"Five pounds! O dear, that is too much for me, I'm afraid," he heard her say, and, at the voice, he turned and looked at her. The voice was unusual—a rapid, rather husky voice that made him think of muffled bells or snow-bound water, gay in rhythm, yet marred in tone, almost as though the speaker had cried a great deal. She was an unusual figure, too, though he could not have said why, except that her dress seemed to recall bygone fashions quaintly, though without a hint of dowdiness or affectation. She wore a skirt and jacket of soft gray, with pleated lawn at neck and wrists, and her small gray hat was wreathed with violets. She held the lacquer box, and her face, rosy, crisp, decisive, and showing, like her voice, a marred gaiety, expressed her reluctant relinquishment and her strong desire. Owen had seen a child look at a forbidden fruit with just such an expression and he suddenly wished that he could give the box to her rather than to Gwendolen, to whom five pounds was a matter of small moment.
"I think I mustn't," she repeated, after a further hesitation, and setting the box down with cherishing care. "Not to-day. And I have so much red lacquer. It's like dram-drinking."
Mr. Glazebrook smiled affably. He was evidently on old-established terms with his customer. "Perhaps you'd like to look round a bit, Mrs. Waterlow," he suggested. "There are some nice pieces of old glass in the inner room, quite cheap, some of them—a set of old champagne glasses." Mrs. Waterlow, saying that she wanted some old champagne glasses, moved away.
"Do you think the lady has given up that box?" Owen asked. "I don't want to buy it if there's a chance of her changing her mind."
Mr. Glazebrook said that there was no such chance, the lady being one who knew her own mind; so the box was bought and Owen ordered it to be sent to Gwendolen. He said then that he would like to have a look round, too. He really wanted to have another look at the lady with the rosy face and the small gray hat trimmed with violets. He peered into cabinets ranged thickly with old glass and china, examined the Worcester tea-set disposed upon a table and the case of Chinese tear-bottles and Japanese netzukés, and presently made his way into the smaller, dimmer room at the back.

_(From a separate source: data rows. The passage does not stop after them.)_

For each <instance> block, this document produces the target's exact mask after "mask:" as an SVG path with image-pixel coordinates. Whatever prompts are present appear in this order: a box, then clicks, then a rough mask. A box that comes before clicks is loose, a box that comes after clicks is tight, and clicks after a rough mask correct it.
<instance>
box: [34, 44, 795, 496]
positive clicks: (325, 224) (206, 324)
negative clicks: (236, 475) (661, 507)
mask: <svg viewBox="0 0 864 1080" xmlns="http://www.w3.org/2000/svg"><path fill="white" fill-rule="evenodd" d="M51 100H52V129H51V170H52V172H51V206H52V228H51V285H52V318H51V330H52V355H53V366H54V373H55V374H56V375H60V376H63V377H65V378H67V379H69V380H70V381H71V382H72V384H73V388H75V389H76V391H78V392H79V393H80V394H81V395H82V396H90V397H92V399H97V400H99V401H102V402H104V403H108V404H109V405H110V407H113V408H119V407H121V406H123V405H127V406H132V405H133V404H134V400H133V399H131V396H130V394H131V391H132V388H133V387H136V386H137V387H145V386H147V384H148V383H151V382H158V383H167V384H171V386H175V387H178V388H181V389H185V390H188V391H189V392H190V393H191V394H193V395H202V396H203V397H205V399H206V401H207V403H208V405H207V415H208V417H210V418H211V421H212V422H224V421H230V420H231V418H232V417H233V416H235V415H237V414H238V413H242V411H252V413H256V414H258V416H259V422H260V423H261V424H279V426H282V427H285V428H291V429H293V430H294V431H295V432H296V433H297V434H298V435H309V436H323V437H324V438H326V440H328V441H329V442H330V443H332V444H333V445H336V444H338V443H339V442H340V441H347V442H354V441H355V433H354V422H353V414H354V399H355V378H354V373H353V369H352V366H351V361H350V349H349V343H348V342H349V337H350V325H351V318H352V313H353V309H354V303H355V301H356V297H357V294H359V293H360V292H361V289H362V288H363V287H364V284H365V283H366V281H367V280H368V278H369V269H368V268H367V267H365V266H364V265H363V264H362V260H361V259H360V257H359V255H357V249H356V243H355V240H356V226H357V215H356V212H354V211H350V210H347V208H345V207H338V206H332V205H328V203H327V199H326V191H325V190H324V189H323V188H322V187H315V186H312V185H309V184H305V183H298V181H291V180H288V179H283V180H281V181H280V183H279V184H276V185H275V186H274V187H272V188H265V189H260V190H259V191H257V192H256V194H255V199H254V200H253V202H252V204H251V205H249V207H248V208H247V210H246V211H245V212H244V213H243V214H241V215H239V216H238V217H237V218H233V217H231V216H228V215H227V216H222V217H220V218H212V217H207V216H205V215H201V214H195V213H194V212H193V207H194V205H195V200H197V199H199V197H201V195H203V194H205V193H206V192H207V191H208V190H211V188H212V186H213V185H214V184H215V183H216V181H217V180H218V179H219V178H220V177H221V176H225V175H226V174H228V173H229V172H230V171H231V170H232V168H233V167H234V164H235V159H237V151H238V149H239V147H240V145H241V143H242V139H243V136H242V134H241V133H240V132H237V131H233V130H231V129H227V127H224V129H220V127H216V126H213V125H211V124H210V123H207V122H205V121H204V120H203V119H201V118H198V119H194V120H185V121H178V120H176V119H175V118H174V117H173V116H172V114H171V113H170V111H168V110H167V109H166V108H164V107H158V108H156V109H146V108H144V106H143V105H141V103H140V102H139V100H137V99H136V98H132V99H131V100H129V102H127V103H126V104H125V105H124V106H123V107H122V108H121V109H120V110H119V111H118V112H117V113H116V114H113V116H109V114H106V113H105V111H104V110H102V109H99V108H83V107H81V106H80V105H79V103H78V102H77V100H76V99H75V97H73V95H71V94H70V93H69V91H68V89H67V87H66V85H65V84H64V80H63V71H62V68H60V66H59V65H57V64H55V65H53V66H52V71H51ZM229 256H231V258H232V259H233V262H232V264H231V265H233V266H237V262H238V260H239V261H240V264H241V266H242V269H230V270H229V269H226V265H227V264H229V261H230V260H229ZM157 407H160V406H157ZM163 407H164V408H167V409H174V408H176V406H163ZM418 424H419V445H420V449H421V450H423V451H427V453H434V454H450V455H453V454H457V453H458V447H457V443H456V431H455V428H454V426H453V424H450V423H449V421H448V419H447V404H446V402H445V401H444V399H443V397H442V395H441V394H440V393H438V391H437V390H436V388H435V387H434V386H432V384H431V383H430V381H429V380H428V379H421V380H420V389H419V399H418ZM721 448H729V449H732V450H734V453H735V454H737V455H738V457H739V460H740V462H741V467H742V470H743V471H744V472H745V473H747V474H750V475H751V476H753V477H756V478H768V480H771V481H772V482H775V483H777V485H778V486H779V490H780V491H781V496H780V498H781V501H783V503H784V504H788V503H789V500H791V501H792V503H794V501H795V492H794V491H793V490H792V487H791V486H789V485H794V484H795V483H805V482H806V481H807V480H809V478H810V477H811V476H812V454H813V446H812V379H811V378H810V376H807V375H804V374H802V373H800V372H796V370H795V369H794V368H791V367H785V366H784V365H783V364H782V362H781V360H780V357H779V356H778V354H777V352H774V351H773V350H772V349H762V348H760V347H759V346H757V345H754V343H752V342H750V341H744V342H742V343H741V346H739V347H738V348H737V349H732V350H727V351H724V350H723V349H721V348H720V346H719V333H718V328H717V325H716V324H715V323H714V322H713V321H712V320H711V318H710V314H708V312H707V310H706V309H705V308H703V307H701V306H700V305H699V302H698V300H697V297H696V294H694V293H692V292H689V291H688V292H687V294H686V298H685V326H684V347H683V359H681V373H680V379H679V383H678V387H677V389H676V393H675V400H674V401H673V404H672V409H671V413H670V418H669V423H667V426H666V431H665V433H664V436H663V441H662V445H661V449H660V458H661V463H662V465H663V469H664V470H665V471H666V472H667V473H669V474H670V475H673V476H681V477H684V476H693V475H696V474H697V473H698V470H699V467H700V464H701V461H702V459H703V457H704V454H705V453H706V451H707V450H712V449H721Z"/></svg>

"Oh, Mr. Glazebrook," said the lady in gray. She had heard his step, but had not turned. She was kneeling before an open packing-case and holding an object that she had drawn from it. Owen suddenly recognised the case. It was the one that Gwendolen yesterday had sent down to Mr. Glazebrook. He called this person, raising his hat, and the lady looked round at him, too preoccupied to express her recognition of her mistake by more than a vague murmur of thanks. "Mr. Glazebrook," she said, holding up a whitish object, "may I have this? Is it expensive?"
"Well, really, I only glanced over the box. A customer sent it down to me to dispose of, and I didn't think there was anything in it worth much. Let me see, Mrs. Waterlow; it's a pagoda, I take it, a Chinese pagoda. We've had them from time to time, in ivory and smaller than this."

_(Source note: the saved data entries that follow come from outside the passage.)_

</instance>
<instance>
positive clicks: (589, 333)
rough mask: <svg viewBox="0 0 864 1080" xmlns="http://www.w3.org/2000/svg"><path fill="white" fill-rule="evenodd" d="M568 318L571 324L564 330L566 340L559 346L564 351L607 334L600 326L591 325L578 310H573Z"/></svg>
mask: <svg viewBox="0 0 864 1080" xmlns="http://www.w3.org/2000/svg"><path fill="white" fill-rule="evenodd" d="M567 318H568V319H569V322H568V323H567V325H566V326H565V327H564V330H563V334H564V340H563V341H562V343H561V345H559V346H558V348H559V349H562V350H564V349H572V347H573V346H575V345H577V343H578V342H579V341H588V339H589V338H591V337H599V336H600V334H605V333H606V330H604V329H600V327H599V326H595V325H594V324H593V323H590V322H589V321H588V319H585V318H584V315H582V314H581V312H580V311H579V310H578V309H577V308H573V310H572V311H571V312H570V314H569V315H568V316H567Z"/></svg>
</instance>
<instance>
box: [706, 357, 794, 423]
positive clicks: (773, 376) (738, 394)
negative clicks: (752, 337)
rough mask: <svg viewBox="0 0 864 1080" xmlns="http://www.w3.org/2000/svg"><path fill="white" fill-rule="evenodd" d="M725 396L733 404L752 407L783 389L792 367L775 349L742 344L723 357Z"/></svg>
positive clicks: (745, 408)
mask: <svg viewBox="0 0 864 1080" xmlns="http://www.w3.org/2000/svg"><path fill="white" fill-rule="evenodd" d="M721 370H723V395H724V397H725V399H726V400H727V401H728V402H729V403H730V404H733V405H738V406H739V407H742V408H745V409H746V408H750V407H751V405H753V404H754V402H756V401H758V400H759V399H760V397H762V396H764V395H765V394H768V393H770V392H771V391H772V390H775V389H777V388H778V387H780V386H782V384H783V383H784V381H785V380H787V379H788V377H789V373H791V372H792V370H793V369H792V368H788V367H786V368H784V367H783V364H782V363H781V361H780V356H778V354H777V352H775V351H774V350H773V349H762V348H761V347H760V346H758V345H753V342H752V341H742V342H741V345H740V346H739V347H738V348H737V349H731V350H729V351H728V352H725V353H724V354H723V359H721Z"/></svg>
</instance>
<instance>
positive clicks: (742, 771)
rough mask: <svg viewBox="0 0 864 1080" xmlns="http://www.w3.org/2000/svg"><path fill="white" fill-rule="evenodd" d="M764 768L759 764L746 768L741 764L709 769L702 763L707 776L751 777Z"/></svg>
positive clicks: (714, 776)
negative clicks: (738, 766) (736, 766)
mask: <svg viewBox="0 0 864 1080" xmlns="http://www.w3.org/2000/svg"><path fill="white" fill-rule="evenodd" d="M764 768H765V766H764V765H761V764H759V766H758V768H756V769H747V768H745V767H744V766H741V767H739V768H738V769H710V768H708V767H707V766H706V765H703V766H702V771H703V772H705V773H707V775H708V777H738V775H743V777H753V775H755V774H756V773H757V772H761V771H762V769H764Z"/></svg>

"This is in porcelain," said the lady, "and beautifully moulded."
"I see, I see," said Mr. Glazebrook, taking the fragile top segment of the disjointed pagoda in his hand, and rather at a loss; "and it's slightly damaged."

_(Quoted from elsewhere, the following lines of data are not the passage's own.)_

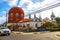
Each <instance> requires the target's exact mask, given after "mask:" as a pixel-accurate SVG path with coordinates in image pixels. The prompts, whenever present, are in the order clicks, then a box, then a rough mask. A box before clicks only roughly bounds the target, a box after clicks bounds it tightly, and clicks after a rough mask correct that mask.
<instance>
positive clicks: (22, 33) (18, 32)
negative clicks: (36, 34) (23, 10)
mask: <svg viewBox="0 0 60 40" xmlns="http://www.w3.org/2000/svg"><path fill="white" fill-rule="evenodd" d="M12 33H13V34H23V35H25V34H26V35H29V34H44V33H48V31H43V32H20V31H13V32H12Z"/></svg>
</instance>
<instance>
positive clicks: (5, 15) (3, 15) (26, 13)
mask: <svg viewBox="0 0 60 40" xmlns="http://www.w3.org/2000/svg"><path fill="white" fill-rule="evenodd" d="M57 2H60V0H0V24H2V23H4V22H6V14H7V13H8V12H9V10H10V9H11V8H12V7H20V8H22V9H23V10H24V13H25V15H27V14H29V13H32V12H34V11H36V10H38V9H40V8H44V7H47V6H49V5H52V4H55V3H57ZM52 10H53V12H54V14H55V16H60V6H59V7H56V8H53V9H50V10H46V11H43V12H40V13H37V14H36V16H37V17H38V16H39V15H41V17H42V18H45V17H48V18H49V17H50V15H51V13H52ZM31 17H32V18H33V15H32V16H31ZM26 18H27V17H26Z"/></svg>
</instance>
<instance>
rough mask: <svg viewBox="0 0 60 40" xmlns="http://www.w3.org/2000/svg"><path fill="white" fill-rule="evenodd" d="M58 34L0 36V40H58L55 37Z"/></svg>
mask: <svg viewBox="0 0 60 40" xmlns="http://www.w3.org/2000/svg"><path fill="white" fill-rule="evenodd" d="M57 33H58V32H48V33H43V34H42V33H41V34H30V35H27V34H26V35H22V34H11V35H9V36H0V40H60V38H57V37H56V34H57Z"/></svg>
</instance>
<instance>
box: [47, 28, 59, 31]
mask: <svg viewBox="0 0 60 40" xmlns="http://www.w3.org/2000/svg"><path fill="white" fill-rule="evenodd" d="M47 30H48V31H59V28H48V29H47Z"/></svg>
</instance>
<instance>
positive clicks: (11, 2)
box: [4, 0, 18, 6]
mask: <svg viewBox="0 0 60 40" xmlns="http://www.w3.org/2000/svg"><path fill="white" fill-rule="evenodd" d="M4 1H6V2H8V5H9V6H17V3H18V0H4Z"/></svg>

The lady in gray evidently was not a shrewd bargainer. "Only a little," she said. "One or two bits have been chipped out of the roofs, and it's lost one or two of its little crystal rings; but I think it's in quite good condition, and I have it all here." She was placing one segment upon the other. "They are all made to fit, you see, with the little openings in each story."